Estaba muy orgulloso de su título de chantre, que llevaba desde hacía tres años. Preguntaba a todos, a los enfermos y a los sanos, de qué talla eran sus mujeres.
—La mía es muy alta—decía con orgullo—. Y los niños también. Verdaderos granaderos; palabra de honor.
Todo lo que veía alrededor suyo—la limpieza, a amabilidad de los médicos, las flores en el corredor—le parecía delicioso. Tan pronto riendo como haciendo la señal de la cruz manifestaba su entusiasmo a Lorenzo Petrovich con palabras abundantes.
—¡Dios mío, qué hermoso es esto! ¡Un verdadero paraíso!

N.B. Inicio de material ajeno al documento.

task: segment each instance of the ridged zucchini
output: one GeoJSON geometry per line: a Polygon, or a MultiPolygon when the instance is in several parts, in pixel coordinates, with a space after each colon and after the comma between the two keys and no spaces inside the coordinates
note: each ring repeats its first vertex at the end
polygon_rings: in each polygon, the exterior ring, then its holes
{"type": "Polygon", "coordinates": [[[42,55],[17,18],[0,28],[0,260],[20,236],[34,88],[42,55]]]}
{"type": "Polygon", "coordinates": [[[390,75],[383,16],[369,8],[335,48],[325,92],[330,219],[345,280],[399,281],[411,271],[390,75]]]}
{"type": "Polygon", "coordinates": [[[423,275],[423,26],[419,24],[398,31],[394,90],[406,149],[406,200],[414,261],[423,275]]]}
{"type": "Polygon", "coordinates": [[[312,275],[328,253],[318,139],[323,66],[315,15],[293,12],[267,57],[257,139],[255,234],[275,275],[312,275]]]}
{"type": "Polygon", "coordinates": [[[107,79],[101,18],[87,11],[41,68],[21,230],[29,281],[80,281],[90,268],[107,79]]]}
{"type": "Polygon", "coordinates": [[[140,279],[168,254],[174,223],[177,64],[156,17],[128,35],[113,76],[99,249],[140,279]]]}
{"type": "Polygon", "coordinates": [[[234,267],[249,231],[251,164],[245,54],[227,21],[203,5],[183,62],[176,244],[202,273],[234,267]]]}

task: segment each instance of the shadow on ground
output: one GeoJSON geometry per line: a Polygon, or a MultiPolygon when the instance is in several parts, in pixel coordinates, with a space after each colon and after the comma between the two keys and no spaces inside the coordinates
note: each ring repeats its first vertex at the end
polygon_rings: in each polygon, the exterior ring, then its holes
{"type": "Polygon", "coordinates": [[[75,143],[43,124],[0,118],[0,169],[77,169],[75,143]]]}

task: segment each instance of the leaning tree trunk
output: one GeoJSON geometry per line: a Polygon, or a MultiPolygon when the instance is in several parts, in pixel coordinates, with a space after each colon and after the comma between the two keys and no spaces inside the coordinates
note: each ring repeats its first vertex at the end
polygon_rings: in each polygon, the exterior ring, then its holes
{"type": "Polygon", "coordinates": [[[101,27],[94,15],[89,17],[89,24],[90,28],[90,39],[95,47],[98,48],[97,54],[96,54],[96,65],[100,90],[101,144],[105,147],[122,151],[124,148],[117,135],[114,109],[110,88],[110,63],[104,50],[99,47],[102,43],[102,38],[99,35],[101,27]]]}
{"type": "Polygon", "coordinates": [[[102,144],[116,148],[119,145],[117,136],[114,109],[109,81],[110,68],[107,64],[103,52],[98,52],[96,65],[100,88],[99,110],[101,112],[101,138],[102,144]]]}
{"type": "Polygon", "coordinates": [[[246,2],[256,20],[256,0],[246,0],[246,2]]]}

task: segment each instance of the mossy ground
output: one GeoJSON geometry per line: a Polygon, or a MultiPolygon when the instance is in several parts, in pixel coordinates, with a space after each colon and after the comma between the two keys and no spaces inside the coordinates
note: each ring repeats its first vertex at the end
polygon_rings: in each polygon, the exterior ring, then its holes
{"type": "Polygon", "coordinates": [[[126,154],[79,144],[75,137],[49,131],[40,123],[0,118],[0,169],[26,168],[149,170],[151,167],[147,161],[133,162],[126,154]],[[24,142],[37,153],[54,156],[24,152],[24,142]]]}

El tercer enfermo de la sala era el estudiante Torbetsky. Casi nunca abandonaba la cama. Todos los días venía a verle una joven de alta estatura, con los ojos bajos modestamente y de paso ligero y seguro. Esbelta y graciosa con su vestido negro atravesaba el corredor con paso rápido, se sentaba a la cabecera del enfermo y permanecía allí desde las dos hasta las cuatro, hora en que según el reglamento las visitas debían irse y las criadas servían el te a los enfermos. A veces hablaban con animación, sonriendo y bajando la voz; pero así y todo se les oían algunas frases, precisamente las que ellos no hubieran querido se oyeran: «¡Te amo!» «¡Mi dicha!», etc. A veces callaban largo tiempo y se contentaban con cambiar miradas veladas. Entonces el chantre, tosiendo, salía de la sala con aire de hombre muy ocupado, y Lorenzo Petrovich, que fingía dormir en su cama, veía con los ojos entreabiertos cómo se besaban los dos. Su corazón empezaba a latir mas rápidamente y se sentía extrañamente turbado. Y le parecía que las blancas paredes tenían una sonrisa triste y rara.